In nature, the cells can regenerate themselves and ideally you would like to have your servers to do the same thin
At Ahoy.io, we have used KOPS tool to set up a Kubernetes cluster. It is really easy but if you have aversion to command line, you can just set up a cluster with few clicks on Google Container Engine.
The cluster consists of:
- 3 masters
- N number of nodes
Master responsibilities are looking over the nodes and ensuring that state of server reflects our definition: which containers are running, which should be killed and removed.
Each master is deployed in separate availability zone (a,b,c). In our case, it’s eu-west (Ireland) as this is the cheapest one.
In the case of one master failure, AWS AutoScaling groups will recognise the failure and automatically recreate another master.
In the meantime, the alive masters are still operating and keeping our servers tidy.
That makes sure server can auto-heal its own supervisors.
Node is a server that only responsibility is running containers with your code.
If you tell Kubernetes that you want to have one set of containers for your main API, replicated twice, then Kubernetes masters will make sure that this is the case and the containers are scheduled on random nodes.
Let’s say we have a set of containers (Kubernetes calls it a Pod) for our backend API and frontend web app.
Containers for API:
- python-django-app with all the code & logic
- nginx for serving static files (images, stylesheets, fonts)
- memcache: fast & efficient cache
Containers for Frontend:
- nginx for serving pre-built frontend web app
Obviously, we want to have this replicated, so we tell Kubernetes that this should have two copies each.
What Kubernetes needs to do now is deploy 8 containers (3x for api, 1x for frontend; times two) to random nodes.
It also needs to constantly make sure that the containers are there are still running and responsive.
That’s why we have masters, who do not run any containers and are just supervising.
Because masters are constantly looking over a cluster, in the case of node failure (server going down), then AWS AutoScaling group will recreate another node in our datacenter and Kubernetes will see that some containers died and reschedule them.
That means that servers can die like flies and with enough of replicas, users won’t even see this. That’s why we needed at least 2 replicas: if a node failed, then containers on that node are not accessible.
You also need to have enough servers (nodes) to handle full user traffic even when part of the nodes are dead.
But wait, how can you just do replicas
Ok, so I haven’t mentioned an important thing about our configuration.
All our containers are stateless.
What does stateless mean? It means that inside the servers and containers we do not keep any important data.
Definition of important data is: if you can remove it and no one realises, it was not important.
That’s why we are safely hosting cache, as this is a nonpersistent helper to our operations.
Like a tenth scratch pad, you carry with you, because you lost previous nine. We can lose another one and just buy it new.
Where is the state then?
Having self-healing & scalable state is hard.
Like really hard.
lazy efficient, so we don’t want to spend time fixing database errors, making backups and making sure there are no data corruptions.
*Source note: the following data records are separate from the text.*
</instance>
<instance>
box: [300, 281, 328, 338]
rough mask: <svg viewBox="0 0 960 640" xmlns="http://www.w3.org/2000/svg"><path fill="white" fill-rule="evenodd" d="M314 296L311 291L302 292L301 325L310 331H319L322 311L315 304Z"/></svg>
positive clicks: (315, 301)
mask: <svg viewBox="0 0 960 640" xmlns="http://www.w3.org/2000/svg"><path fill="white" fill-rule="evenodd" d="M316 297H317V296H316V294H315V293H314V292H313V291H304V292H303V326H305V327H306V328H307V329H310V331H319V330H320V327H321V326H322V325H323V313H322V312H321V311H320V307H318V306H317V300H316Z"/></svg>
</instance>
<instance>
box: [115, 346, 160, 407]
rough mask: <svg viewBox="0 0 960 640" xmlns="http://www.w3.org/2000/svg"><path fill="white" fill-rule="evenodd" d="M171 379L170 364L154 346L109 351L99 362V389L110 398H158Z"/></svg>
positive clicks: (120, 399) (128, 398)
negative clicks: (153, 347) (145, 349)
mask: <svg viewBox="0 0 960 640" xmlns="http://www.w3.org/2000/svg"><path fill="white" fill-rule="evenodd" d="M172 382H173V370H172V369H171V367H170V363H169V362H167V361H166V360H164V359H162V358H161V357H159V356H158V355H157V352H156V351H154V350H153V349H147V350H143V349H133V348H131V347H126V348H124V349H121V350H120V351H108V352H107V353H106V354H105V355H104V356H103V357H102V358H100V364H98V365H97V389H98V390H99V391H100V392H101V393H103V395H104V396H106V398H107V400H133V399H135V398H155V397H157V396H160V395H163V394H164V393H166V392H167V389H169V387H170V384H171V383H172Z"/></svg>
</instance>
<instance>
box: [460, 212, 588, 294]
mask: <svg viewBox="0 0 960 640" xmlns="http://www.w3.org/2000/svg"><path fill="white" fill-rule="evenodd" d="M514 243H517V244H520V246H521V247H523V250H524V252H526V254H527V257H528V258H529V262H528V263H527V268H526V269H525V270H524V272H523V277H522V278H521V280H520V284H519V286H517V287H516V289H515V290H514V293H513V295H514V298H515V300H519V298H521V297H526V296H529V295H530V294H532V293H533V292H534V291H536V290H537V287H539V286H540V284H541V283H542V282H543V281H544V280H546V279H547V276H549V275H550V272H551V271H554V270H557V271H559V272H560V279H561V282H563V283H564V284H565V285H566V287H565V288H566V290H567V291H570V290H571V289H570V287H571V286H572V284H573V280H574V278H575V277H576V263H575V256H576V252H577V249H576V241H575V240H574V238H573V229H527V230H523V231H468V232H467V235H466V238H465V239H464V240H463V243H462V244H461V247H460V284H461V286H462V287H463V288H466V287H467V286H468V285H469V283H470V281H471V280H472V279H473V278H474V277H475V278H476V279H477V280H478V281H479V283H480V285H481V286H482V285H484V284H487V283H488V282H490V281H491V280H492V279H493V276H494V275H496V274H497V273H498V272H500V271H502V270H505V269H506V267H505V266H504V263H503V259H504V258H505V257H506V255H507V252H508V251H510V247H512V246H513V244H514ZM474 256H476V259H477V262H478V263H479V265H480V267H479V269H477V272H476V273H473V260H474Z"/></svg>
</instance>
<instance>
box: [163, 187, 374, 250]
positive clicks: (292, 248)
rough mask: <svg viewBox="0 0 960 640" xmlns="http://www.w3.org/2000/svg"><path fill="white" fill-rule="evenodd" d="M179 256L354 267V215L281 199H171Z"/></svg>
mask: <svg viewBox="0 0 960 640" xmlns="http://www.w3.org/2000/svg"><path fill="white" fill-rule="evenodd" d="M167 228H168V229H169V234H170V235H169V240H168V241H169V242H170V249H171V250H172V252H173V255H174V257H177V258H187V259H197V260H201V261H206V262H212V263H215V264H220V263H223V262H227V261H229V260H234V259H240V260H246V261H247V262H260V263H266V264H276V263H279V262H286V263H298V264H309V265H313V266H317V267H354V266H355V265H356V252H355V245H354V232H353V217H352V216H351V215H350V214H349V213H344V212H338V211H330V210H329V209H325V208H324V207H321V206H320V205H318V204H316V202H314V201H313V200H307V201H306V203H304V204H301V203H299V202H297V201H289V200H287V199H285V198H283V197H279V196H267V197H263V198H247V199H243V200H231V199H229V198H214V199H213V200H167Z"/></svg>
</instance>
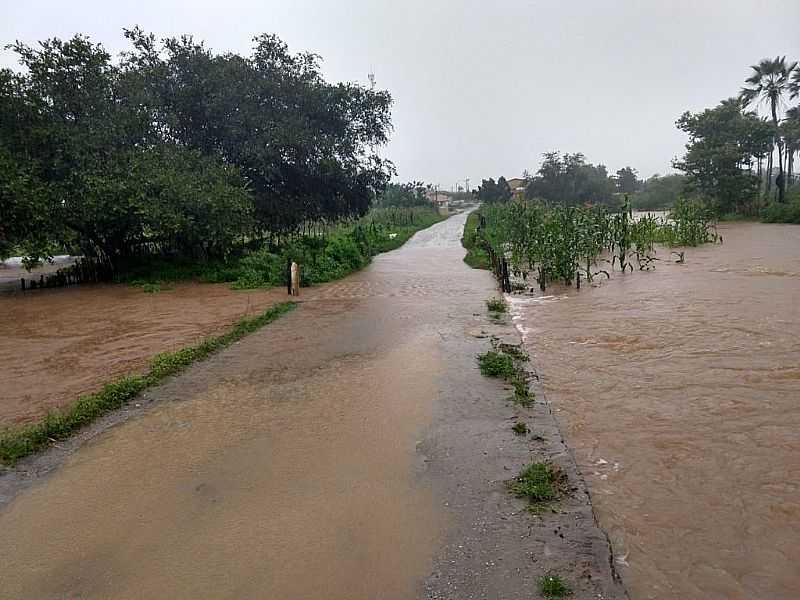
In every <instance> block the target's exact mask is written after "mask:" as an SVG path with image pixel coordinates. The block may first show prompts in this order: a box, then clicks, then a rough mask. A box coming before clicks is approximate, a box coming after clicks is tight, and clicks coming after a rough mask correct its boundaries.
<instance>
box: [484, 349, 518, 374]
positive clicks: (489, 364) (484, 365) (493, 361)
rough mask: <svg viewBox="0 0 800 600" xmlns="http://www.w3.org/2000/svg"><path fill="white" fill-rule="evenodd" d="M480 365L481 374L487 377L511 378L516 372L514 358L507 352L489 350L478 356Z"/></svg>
mask: <svg viewBox="0 0 800 600" xmlns="http://www.w3.org/2000/svg"><path fill="white" fill-rule="evenodd" d="M478 366H479V367H480V369H481V374H482V375H485V376H486V377H502V378H504V379H511V378H512V377H513V376H514V375H515V373H516V369H515V368H514V360H513V359H512V358H511V357H510V356H508V355H507V354H503V353H502V352H495V351H494V350H489V351H488V352H486V353H484V354H481V355H480V356H478Z"/></svg>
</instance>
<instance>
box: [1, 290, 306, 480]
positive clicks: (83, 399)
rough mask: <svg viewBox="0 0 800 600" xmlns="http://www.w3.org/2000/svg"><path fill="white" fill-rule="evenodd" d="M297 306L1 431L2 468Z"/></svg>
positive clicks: (225, 332) (99, 414)
mask: <svg viewBox="0 0 800 600" xmlns="http://www.w3.org/2000/svg"><path fill="white" fill-rule="evenodd" d="M296 306H297V303H296V302H283V303H280V304H275V305H274V306H272V307H270V308H269V309H267V310H266V311H264V312H263V313H261V314H259V315H256V316H255V317H245V318H243V319H240V320H239V321H237V322H236V323H235V324H234V325H233V326H232V327H231V328H230V329H229V330H228V331H226V332H225V333H223V334H221V335H218V336H213V337H209V338H207V339H205V340H204V341H202V342H201V343H200V344H197V345H195V346H188V347H186V348H181V349H180V350H176V351H174V352H162V353H160V354H157V355H155V356H154V357H153V358H152V359H151V361H150V369H149V371H148V372H147V373H145V374H142V375H127V376H125V377H122V378H120V379H117V380H115V381H112V382H110V383H107V384H106V385H105V386H103V388H102V389H101V390H100V391H99V392H96V393H94V394H87V395H85V396H81V397H80V398H79V399H78V400H77V401H75V402H74V403H73V404H72V405H70V406H68V407H66V408H64V409H61V410H54V411H51V412H49V413H48V414H47V415H46V416H45V417H44V418H43V419H42V420H41V421H39V422H38V423H33V424H29V425H23V426H20V427H12V428H10V429H6V430H5V431H2V432H0V463H3V464H6V465H13V464H14V463H15V462H16V461H18V460H19V459H21V458H23V457H25V456H28V455H30V454H32V453H34V452H36V451H37V450H40V449H42V448H44V447H46V446H48V445H50V444H52V443H54V442H56V441H58V440H62V439H65V438H67V437H69V436H70V435H73V434H74V433H76V432H77V431H79V430H80V429H81V428H82V427H84V426H86V425H88V424H90V423H91V422H92V421H94V420H95V419H97V418H98V417H100V416H102V415H104V414H106V413H108V412H110V411H112V410H115V409H118V408H120V407H122V406H124V405H125V404H127V403H128V402H130V401H131V400H132V399H133V398H135V397H136V396H137V395H139V394H140V393H141V392H142V391H144V390H145V389H147V388H148V387H151V386H154V385H156V384H157V383H159V382H160V381H162V380H163V379H164V378H165V377H167V376H169V375H173V374H175V373H178V372H180V371H182V370H183V369H185V368H187V367H188V366H189V365H191V364H192V363H194V362H197V361H200V360H203V359H205V358H207V357H208V356H210V355H211V354H213V353H214V352H217V351H218V350H221V349H223V348H226V347H228V346H230V345H231V344H233V343H234V342H236V341H238V340H240V339H241V338H243V337H244V336H246V335H248V334H249V333H252V332H254V331H256V330H258V329H260V328H261V327H264V326H265V325H267V324H268V323H271V322H272V321H274V320H275V319H277V318H278V317H280V316H282V315H284V314H286V313H287V312H289V311H291V310H293V309H294V308H295V307H296Z"/></svg>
What do you do when you don’t know how to do stuff? You hire an expert!
All Ahoy’s state is kept in PostgreSQL databases managed by Compose.com (who are hosting it in the same datacenter as our cluster).
For keeping files around (uploaded avatars and generated invoices) we are using B2 Cloud from Backblaze, although AWS S3 is a better option if you are hosted in AWS already. (we will be moving someday there).
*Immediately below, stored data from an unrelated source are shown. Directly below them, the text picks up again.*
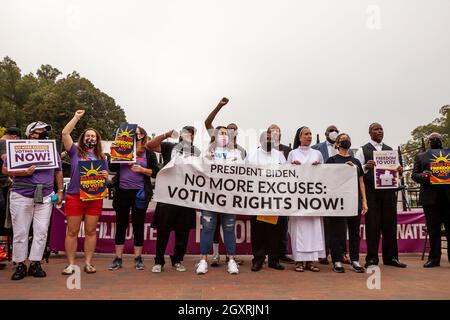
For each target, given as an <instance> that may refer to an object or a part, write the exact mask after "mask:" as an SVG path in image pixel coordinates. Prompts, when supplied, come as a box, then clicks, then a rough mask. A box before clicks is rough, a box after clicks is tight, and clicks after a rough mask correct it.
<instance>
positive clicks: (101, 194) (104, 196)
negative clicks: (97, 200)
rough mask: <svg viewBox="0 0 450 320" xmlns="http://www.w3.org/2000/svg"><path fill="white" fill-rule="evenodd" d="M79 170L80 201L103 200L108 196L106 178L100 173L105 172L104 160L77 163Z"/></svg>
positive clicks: (104, 165) (80, 161) (104, 164)
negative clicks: (106, 185)
mask: <svg viewBox="0 0 450 320" xmlns="http://www.w3.org/2000/svg"><path fill="white" fill-rule="evenodd" d="M78 166H79V169H80V200H82V201H89V200H98V199H105V198H106V196H107V195H108V189H107V187H106V183H107V181H106V178H105V177H104V176H102V175H101V174H100V171H103V170H106V163H105V161H104V160H94V161H79V162H78Z"/></svg>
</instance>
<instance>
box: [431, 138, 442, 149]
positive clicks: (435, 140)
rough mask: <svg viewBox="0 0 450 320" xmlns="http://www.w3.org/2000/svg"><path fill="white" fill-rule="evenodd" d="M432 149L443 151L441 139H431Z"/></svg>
mask: <svg viewBox="0 0 450 320" xmlns="http://www.w3.org/2000/svg"><path fill="white" fill-rule="evenodd" d="M430 147H431V149H442V141H441V140H440V139H430Z"/></svg>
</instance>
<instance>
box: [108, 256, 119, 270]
mask: <svg viewBox="0 0 450 320" xmlns="http://www.w3.org/2000/svg"><path fill="white" fill-rule="evenodd" d="M120 268H122V258H119V257H115V258H114V260H113V262H112V263H111V264H110V265H109V267H108V270H110V271H114V270H117V269H120Z"/></svg>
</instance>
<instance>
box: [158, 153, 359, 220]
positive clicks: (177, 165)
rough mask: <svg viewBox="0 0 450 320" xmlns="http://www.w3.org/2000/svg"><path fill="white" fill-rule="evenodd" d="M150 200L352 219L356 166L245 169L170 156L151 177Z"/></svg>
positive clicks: (257, 213) (213, 163) (274, 166)
mask: <svg viewBox="0 0 450 320" xmlns="http://www.w3.org/2000/svg"><path fill="white" fill-rule="evenodd" d="M154 200H155V201H158V202H165V203H171V204H176V205H181V206H186V207H191V208H197V209H202V210H210V211H216V212H225V213H232V214H244V215H257V216H264V215H268V216H274V215H275V216H280V215H285V216H294V215H296V216H354V215H356V214H357V213H358V186H357V177H356V167H354V166H353V167H352V166H349V165H344V164H342V165H327V164H322V165H317V166H312V165H306V164H305V165H300V166H296V165H291V164H285V165H249V164H233V163H217V162H216V163H215V162H209V161H206V160H204V159H202V158H197V157H188V158H176V159H173V160H172V161H171V162H170V163H169V164H167V166H166V167H164V169H162V170H161V171H160V172H159V174H158V176H157V178H156V190H155V198H154Z"/></svg>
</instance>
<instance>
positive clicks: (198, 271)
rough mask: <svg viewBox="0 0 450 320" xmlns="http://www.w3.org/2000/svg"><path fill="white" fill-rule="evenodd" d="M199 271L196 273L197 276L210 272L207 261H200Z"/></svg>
mask: <svg viewBox="0 0 450 320" xmlns="http://www.w3.org/2000/svg"><path fill="white" fill-rule="evenodd" d="M196 266H197V270H195V272H196V273H197V274H205V273H207V272H208V262H206V260H203V259H202V260H200V262H199V263H197V265H196Z"/></svg>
Is this really self-healing?
If any of our nodes die:
- users are not affected and do not even realise
- AWS will recreate itself
- Kubernetes will reschedule missing Pods to another node
Since data is an another castle, we can create new nodes and kill old ones as we wish, giving us the power to scale both vertically (faster servers) and horizontally (more servers).
Nature is not perfect
The scratch or small cut will heal itself. Lost limb won’t regrow.
In nature, if there is too much damage, then no healing can happen. The same situation is possible here:
- all master can die, so there is no one to supervise nodes
- if all nodes hosting same replica (our API) dies at the same time, then API is not available until new nodes are created and containers rescheduled.
- too much dying nodes can slow down our servers, as there is less resource to handle traffic
Being anti-fragile is not about being invincible. It’s about adjusting to constant errors happening around us.
If you accept that every 12 hours your server dies, and every 1h random container is removed, then you start thinking about your system differently.
At Ahoy each separate API assumes that others can be dead. If B2 Cloud filesystem does not respond, you can still search for flights, but your invoice won’t have a PDF. Once it’s back, PDF will be regenerated.
This can be achieved only when you always assume the worst shit happens.